Failing Banks Make Lending Scarce

November 8, 2010

The Associated Press (AP) reported this week that, despite economic improvements, “U.S. banks are failing at the fastest rate in two decades.” While the report is clear that America’s financial crisis has not returned, it demonstrates that smaller “Main Street” banks are still in serious danger: “[In] communities around the country, 143 banks have collapsed so far this year - more than all of last year. This time, the failed banks are smaller, on average, than in 2008 and 2009. The damage to the industry has thus been milder this time. Still, the wave of closings points to the persistent struggles of many communities and states.”

For American entrepreneurs dependent on local lending institutions for small business financing, bank closures are no small concern. Small business loans remain tremendously difficult to obtain, and as local banks fold, small business owners who have cultivated long-standing relationships with their local banks are left without a lifeline. Still, the economy does continue to improve, and small business owners trying to meet increased customer demands in order to save, or even grow, their companies are left without the funding sources necessary to provide working capital.

Financial experts predict that, according to AP, “…more small banks will go under.
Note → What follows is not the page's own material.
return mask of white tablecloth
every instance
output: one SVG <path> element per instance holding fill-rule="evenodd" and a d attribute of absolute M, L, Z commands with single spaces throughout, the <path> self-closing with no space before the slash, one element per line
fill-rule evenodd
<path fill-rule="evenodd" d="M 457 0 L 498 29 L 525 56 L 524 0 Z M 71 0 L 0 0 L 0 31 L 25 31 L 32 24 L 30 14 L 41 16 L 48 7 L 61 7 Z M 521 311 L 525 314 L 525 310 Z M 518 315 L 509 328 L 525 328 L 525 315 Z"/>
Estimates are for 160-200 banks to close this year, and a similar number next year.” In addition, “While banks have closed this year in nearly every region, some states have been struck especially hard. Illinois and Georgia have each had 16 bank closings. California has had 12, Washington state 11. All four are among the 14 states with the highest foreclosures rates.” Even long-standing institutions are not immune to the effects of this recession, “The Peoples Bank in Winder, Ga., for instance, survived the Great Depression, but fell in mid-September. It had about $447 million in assets and had been in business since 1926.”

The scarcity of small business lending has led to many entrepreneurs seeking alternative funding sources and, in doing so, discovering the benefits of accounts receivable factoring. Accounts receivable factoring, sometimes called “invoice factoring,” provides companies with a reliable form of small business finance without creating debt. By selling their accounts receivable to a factoring company, small businesses receive payment on their outstanding invoices usually within a matter of days instead of waiting up to three months for a customer’s payment. With this influx of working capital, the small business is able to meet customer demand while avoiding the typical pitfalls of traditional small business loans such as generating debt, relying on insecure funding sources, and paying high interest rates.

Not all factoring businesses are equal. It is important, in making the switch to invoice factoring, that small business owners choose reputable factoring companies, such as online accounts receivable factoring firms associated with Factors Against Fraud and the International Factoring Association.

Disclaimer: The information presented above is general and intended for educational purposes only. It is not a substitute for practical legal or accounting advice on any specific situation.